In a new study published in the journal Nature, a team of scientists in Denmark, Austria, and the United States examined the larynxes of three stranded baleen whales -- the sei, minke, and humpback species -- using scanning and modelling techniques to reconstruct how they produce sound.
They found several differences from land mammals, including a U-shaped structure instead of vocal cords, that allows them to generate their low-frequency songs.
"We've never seen this in any other animal," lead author Coen Elemans, professor of bioacoustics at the University of Southern Denmark, told AFP.
"This is a completely novel adaptation, and we think this allowed these large whales to make sound in the water while basically holding their breath."

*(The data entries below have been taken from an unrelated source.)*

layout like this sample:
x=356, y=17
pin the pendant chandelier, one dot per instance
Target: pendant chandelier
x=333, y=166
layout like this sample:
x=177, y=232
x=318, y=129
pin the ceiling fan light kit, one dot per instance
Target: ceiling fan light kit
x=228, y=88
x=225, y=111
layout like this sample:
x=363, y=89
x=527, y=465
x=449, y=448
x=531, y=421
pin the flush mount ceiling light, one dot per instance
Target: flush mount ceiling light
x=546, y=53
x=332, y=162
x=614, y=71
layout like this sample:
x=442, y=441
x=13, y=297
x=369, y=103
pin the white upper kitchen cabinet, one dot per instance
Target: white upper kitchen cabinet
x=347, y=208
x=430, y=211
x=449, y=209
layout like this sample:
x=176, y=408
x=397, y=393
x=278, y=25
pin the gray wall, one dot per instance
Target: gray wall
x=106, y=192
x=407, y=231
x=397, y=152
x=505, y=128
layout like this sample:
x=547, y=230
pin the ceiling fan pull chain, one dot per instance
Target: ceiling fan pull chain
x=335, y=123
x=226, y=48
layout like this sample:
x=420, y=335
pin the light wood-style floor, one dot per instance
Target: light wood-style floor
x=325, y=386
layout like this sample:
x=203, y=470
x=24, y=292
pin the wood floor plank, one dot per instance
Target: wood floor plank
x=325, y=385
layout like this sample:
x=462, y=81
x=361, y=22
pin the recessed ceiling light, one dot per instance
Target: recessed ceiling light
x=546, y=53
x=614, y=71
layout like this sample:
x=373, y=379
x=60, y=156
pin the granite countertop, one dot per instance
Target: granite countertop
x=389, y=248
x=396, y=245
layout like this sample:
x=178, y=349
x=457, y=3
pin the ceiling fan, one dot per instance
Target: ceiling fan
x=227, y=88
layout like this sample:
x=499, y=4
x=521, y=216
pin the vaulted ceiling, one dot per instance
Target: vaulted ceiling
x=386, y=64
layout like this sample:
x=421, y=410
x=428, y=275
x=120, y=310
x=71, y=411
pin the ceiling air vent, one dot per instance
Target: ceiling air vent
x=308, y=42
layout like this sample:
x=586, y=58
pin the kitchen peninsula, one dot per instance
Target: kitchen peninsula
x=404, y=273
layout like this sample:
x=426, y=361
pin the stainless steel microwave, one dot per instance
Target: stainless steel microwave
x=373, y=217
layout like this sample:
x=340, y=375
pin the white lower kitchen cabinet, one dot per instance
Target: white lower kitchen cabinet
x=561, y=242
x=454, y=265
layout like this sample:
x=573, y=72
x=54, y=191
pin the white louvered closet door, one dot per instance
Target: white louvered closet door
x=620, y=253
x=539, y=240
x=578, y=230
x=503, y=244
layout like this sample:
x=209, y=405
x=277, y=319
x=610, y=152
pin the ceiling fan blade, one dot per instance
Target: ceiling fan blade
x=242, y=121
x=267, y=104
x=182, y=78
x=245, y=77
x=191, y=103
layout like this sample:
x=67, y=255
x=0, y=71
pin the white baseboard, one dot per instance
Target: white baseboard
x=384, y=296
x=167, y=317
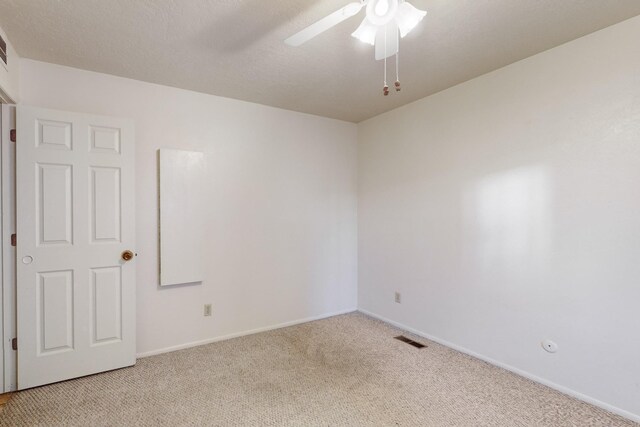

But the scientists also found a potentially serious challenge for the whales: the struggle to make themselves heard over noise pollution from ships.
- No escape -
Computer models showed that baleen whale songs can travel long distances through water, but at a maximum depth of 100 metres (330 feet) and at a frequency of up to 300 Hz -- within the range noise made by shipping vessels.
This means that whales in a noisy ocean soundscape are essentially trying to talk across a busy motorway or at a loud party: the further away you are, the less you'll be able to hear, Elemans said.
"It's really sad that baleen whale vocalisations exactly overlap with the sounds we make, predominantly with shipping noise, and there is no way for the whales to sing louder, at a higher frequency, or deeper in the water," Elemans said.
"These animals really can't escape this, and we really need to mitigate the noise we make."
They cannot even dive down to escape the din.
The deeper they go, the greater the pressure which reduces the volume of air available for vocalising, said Joy Reidenberg, a professor at the Icahn School of Medicine at Mount Sinai, who was not involved in the study.
Noise pollution can force whales to change their behaviour, such as remaining silent until quiet returns, moving to another location, or trying to communicate over the noise –- the latter two requiring whales to exert extra energy, potentially weakening their body condition and affecting long-term survival, Reidenberg said.
She said that understanding whale vocalisations could aid conservation efforts by helping understand which depths are "critical habitats".
This is particularly important at mating sites where, depending on the season, noise pollution can disrupt reproduction.
"We must be smarter about when and where we put sound into the water," Reidenberg said.
Researchers say there is an urgent need to regulate underwater noise.
The harm goes beyond whales -- there is evidence that scores of marine species are negatively affected by underwater noise pollution, Melanie Lancaster, senior Arctic species specialist at the World Wildlife Fund, who was not involved in the study, told AFP.
"We know the most about marine mammals, which is why they feature so prominently, yet the impacts are much farther reaching, essentially impacting entire marine ecosystems," she said.